This blog post was originally published at Embedl’s website. It is reprinted here with the permission of Embedl.
CNNs have long been the workhorses of vision ever since they achieved the dramatic breakthroughs of super-human performance with AlexNet in 2012. But recently, the vision transformer (ViT) is changing the picture.
CNNs have a an inductive spatial bias baked into them with convolutional kernel whereas vision transformers are based on a much more general architecture. In fact, the first vision transformers used an architecture from NLP tasks without change and simply chopped up the input image into a sequence of patches in the most naïve way possible. Nevertheless they beat CNNs by overcoming the spatial bias given enough data. This may be another example of Rich Sutton’s famous “bitter lesson” of AI: “building in how we think we think does not work in the long run … breakthrough progress eventually arrives by an opposing approach based on scaling computation by search and learning..”
It turns out that vision transformers “see” very differently from CNNs. A team from Google Brain studied the representations produced by the two architectures very carefully. While it is folklore that CNNs start with very low level local information and gradually build up more global structures in the deeper layers, ViTs already have global information at the earliest layer thanks to global self-attention. As pithily summarized in a Quanta article, “If a CNN’s approach is like starting at a single pixel and zooming out, a transformer slowly brings the whole fuzzy image into focus.” Another interesting observation to emerge from that study is that skip connections are very important for ViTs.

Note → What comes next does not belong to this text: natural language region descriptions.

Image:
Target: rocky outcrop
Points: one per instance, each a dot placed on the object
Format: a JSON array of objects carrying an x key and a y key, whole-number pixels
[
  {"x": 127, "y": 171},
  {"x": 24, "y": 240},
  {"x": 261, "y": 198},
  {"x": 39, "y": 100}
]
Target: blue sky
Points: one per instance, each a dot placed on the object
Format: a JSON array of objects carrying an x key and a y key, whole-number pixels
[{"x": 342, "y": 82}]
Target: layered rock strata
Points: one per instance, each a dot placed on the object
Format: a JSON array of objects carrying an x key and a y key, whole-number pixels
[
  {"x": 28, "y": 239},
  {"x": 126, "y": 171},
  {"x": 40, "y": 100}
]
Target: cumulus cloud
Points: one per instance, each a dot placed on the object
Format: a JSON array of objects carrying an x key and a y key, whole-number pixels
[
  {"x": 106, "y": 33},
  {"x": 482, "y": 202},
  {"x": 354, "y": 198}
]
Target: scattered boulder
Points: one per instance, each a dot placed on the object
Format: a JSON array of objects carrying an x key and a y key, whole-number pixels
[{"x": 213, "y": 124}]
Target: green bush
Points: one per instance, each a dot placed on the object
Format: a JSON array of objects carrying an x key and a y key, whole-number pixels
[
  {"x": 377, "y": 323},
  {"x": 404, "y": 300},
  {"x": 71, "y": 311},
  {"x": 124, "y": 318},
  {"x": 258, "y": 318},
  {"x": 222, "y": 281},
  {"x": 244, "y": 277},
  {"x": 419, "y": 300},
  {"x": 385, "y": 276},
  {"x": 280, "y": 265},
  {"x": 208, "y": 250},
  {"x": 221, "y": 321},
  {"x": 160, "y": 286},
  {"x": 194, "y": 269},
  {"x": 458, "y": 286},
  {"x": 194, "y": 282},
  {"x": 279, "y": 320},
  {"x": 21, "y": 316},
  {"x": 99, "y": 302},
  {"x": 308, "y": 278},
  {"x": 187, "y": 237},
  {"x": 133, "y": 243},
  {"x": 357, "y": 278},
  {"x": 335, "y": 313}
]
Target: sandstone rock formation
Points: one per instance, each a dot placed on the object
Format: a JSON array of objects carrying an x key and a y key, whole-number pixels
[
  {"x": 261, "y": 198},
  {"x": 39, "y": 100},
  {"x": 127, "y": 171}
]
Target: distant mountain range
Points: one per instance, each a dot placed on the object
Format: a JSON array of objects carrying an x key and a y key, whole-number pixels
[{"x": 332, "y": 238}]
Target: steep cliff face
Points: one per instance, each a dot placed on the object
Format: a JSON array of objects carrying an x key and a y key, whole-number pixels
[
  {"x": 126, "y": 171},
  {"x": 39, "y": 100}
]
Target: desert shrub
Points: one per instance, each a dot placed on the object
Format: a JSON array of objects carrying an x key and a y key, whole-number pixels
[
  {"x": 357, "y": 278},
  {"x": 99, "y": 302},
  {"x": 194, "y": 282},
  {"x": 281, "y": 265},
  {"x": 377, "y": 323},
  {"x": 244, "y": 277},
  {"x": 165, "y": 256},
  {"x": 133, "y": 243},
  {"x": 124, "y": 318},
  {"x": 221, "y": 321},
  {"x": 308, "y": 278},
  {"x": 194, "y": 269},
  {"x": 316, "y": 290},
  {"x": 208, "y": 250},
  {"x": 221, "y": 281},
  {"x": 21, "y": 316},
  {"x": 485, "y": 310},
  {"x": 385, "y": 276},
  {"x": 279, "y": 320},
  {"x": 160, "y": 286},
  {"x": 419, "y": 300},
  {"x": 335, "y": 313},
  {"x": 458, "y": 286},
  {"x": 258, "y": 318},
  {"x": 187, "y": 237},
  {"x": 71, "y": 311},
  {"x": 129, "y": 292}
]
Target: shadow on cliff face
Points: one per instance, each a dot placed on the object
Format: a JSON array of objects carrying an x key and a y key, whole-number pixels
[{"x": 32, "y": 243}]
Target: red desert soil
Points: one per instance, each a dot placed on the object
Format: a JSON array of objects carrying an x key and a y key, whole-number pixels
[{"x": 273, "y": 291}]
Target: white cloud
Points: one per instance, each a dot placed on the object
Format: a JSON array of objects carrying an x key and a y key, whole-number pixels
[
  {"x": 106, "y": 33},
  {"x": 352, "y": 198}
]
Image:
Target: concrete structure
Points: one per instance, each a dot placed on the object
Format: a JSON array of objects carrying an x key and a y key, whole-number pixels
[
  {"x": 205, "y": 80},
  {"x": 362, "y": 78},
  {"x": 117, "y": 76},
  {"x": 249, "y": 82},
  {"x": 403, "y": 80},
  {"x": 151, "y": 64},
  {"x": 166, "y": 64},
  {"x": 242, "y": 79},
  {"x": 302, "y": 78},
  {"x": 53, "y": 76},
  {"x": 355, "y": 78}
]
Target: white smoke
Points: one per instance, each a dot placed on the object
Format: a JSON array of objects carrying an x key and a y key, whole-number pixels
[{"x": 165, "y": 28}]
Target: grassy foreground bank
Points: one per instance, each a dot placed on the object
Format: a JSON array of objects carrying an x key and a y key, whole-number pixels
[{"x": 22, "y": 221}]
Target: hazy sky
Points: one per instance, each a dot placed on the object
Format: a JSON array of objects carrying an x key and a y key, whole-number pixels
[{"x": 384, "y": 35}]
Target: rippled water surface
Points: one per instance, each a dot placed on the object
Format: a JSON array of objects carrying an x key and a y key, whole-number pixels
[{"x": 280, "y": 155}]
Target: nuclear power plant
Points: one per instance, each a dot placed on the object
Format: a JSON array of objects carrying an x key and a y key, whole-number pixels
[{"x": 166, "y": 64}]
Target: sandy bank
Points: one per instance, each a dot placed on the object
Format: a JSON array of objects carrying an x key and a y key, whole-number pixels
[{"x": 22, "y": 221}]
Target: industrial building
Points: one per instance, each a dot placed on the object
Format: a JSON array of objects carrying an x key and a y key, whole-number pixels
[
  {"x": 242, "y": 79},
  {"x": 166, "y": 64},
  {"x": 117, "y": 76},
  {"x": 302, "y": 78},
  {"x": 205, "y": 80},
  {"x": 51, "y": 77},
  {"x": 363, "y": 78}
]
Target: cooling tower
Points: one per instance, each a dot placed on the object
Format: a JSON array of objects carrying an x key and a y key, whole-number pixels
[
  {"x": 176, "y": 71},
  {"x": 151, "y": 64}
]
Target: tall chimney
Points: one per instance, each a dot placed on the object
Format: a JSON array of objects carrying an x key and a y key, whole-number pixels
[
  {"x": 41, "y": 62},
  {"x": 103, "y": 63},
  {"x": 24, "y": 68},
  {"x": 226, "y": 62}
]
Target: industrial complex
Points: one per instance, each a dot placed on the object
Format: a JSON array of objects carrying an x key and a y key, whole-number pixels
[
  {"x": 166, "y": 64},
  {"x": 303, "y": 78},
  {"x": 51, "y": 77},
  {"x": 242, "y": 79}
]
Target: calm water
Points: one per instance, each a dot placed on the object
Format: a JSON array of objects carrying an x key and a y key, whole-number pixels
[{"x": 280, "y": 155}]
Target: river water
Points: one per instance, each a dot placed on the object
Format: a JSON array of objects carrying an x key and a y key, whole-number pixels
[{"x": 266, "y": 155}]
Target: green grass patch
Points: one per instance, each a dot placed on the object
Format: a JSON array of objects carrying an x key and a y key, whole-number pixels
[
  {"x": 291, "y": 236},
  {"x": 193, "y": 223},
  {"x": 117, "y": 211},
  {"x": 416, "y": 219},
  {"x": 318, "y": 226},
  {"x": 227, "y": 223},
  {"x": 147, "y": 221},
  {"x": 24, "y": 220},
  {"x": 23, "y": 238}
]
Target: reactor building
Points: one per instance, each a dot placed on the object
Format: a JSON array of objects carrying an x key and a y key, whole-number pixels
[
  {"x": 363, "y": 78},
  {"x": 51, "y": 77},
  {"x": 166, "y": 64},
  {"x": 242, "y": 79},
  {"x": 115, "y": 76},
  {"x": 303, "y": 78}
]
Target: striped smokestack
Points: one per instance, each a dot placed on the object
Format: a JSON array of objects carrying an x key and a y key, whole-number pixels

ViTs are causing great excitement for several reasons, besides overcoming the performance of CNNs. Because of their general purpose architecture, they offer the potential for a single uniform solution to all vision tasks at one go, rather than crafting different solutions for different tasks. While previous approaches had to handle different types of relationships – pixel to pixel versus pixel to object or object to object – differently, transformers can handle all these different relationships uniformly in the same way. Another aspect that is becoming increasingly important is that this uniformity means that multi-modal inputs are also very well suited to transformers – so image and text inputs can be handled in the same model.
So we are soon entering the era of “Foundation Models” in vision and multi-modal inputs just as the “foundational” GPT style models for NLP. These behemoths will be hundreds of billions of parameters dwarfing the previous ResNet models with tens of millions of parameters. Which means that model compression will be ever more important to get the benefits of these large models on small edge devices.
Enter Embedl! The good news is that our experiments and several recent papers have shown that compression methods such as pruning and especially quantization seem to be much more effective for ViTs than they were for CNNs. In recent pilot projects with the largest tier one suppliers worldwide, we have recently demonstrated very impressive results for compressing the most widely used ViT models.